# Knife laws



## lehi (Sep 13, 2007)

Ok, so it is my understanding that it is illegal for a person to carry a knife that opens by the push of a button (switch blade). However, Police and military personnel can, is that correct? And what is the maximum blade length for carry in Utah?


----------



## 10yearquest (Oct 15, 2009)

I have always heard 6 inches blade lenght you cant carry concealed or something to that effect. A knife with a 6 inch blade and a 4 or 5 inch handle is really to big to conceal anyhow. I may be way off on this though.


----------



## x-acto (Jan 21, 2010)

> Ok, so it is my understanding that it is illegal for a person to carry a knife that opens by the push of a button (switch blade). However, Police and military personnel can, is that correct? And what is the maximum blade length for carry in Utah?


Yes, police and military personnel can carry a knife because it is for their protection. The only thing i don't know also the blade length.


----------



## lehi (Sep 13, 2007)

I guess my main question would be if regular civilians can carry auto knives.


----------



## cornerfinder (Dec 4, 2008)

Seriously.. If you have one arm you are ok to carry a "self actuating knife" or a military or law inforcement. for size, check out this site. http://le.utah.gov/~code/code.htm.


----------



## lehi (Sep 13, 2007)

It was just a question because a buddy of mine (who is in the military) wants to get me an auto knife, and I insisted that only police or military could carry them but he didn't "agree". :lol:


----------



## flyfisher117 (Jun 29, 2009)

i have another knife law question. are spring assisted knives aka flipper knives legal in utah?

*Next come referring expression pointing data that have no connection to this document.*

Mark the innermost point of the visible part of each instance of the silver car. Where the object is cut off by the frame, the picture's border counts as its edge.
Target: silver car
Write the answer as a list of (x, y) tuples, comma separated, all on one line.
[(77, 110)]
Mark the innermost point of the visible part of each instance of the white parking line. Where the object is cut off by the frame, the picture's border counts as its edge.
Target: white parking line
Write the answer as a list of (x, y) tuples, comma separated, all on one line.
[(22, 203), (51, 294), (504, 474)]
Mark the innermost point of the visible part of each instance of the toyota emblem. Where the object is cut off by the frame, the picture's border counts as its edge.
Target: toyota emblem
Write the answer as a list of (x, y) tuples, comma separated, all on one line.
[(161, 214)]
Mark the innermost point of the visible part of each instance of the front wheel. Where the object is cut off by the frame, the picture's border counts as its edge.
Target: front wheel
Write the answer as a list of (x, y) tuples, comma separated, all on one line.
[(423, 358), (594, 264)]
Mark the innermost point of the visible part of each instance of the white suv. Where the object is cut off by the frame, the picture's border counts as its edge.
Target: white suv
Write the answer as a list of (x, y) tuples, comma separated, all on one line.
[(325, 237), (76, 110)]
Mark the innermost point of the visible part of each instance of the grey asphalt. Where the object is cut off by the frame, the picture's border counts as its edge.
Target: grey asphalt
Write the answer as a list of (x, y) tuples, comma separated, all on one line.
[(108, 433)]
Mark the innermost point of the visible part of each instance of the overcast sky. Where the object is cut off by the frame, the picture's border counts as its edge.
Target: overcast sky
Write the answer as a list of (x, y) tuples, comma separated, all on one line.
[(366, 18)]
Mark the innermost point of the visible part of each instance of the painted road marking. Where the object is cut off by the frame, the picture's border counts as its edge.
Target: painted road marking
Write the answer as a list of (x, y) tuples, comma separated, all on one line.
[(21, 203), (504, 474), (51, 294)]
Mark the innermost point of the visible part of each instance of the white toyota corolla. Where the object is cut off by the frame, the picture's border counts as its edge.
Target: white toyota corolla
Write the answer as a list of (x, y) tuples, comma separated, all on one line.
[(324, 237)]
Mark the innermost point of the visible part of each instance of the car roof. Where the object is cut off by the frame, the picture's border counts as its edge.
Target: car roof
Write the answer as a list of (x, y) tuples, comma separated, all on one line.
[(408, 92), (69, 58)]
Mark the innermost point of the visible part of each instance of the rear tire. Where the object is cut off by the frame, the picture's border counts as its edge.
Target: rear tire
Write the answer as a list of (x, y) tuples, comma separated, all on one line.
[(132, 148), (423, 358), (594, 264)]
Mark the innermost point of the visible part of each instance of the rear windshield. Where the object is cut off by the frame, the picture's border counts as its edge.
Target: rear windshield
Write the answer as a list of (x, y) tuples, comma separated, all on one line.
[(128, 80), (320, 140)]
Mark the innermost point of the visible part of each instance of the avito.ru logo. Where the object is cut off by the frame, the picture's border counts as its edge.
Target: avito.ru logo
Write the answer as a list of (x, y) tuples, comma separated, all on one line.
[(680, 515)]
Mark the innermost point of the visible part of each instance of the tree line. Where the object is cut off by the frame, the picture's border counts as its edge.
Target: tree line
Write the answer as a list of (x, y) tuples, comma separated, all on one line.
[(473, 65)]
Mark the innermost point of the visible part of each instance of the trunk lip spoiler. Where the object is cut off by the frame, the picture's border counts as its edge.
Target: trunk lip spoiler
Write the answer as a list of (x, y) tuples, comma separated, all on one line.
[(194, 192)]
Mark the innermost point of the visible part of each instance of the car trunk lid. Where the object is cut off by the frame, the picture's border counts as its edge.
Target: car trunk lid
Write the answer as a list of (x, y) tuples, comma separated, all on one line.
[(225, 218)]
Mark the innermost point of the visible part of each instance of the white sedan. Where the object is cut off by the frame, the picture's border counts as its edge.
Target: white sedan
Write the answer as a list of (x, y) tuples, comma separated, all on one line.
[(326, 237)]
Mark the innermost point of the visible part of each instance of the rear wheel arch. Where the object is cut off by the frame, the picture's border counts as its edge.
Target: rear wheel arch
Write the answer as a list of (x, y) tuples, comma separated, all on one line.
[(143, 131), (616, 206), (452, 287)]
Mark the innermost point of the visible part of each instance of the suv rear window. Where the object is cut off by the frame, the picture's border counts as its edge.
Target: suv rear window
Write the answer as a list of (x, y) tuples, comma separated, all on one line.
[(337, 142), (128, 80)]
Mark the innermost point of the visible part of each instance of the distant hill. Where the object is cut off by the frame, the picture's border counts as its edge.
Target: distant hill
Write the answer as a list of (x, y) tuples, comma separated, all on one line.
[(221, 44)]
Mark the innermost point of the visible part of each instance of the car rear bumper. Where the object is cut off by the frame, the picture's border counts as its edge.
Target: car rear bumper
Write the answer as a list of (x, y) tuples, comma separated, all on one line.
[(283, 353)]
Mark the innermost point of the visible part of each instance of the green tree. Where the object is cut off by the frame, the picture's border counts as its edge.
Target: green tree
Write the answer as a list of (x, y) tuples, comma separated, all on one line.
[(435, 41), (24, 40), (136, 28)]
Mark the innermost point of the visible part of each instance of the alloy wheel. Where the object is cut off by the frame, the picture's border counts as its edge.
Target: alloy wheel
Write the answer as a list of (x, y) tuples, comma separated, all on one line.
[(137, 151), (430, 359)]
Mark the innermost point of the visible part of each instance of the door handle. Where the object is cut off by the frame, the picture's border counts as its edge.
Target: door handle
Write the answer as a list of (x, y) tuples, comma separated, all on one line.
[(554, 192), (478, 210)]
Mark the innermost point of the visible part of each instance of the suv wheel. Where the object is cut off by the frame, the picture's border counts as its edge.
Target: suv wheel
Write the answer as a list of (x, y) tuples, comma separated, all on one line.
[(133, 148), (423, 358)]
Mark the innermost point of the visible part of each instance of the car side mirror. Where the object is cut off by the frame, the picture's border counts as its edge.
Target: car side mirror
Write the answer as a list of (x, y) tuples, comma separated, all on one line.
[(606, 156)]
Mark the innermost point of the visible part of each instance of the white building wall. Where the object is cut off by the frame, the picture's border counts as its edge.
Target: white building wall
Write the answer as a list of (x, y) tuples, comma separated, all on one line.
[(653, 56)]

these aren't switchblades and it takes more than the flick of a wrist to open.

theres three ways to open them.

theres the standard pinch the blade and pull it open
then use the finger studs and open it with one hand by pushing on the studs that will work the blade open (if your strong enough) 
and lastly theres a little nob thing built onto the blade so that when the knife is closed it stick out of the side a bit and if you pull that nob thing hard enough the blade will come out and usually swing into its locked postion

http://www.kershaw-knives.net/images/Ke ... 00x508.jpg

theres the exact knife im curious about


----------



## lehi (Sep 13, 2007)

Yes those are legal, I have a couple of them. The one you linked is a pretty sweet knife.


----------



## flyfisher117 (Jun 29, 2009)

lehi said:


> . The one you linked is a pretty sweet knife.


yea i got the one with the black blade and bought it from the original designer

and thanks


----------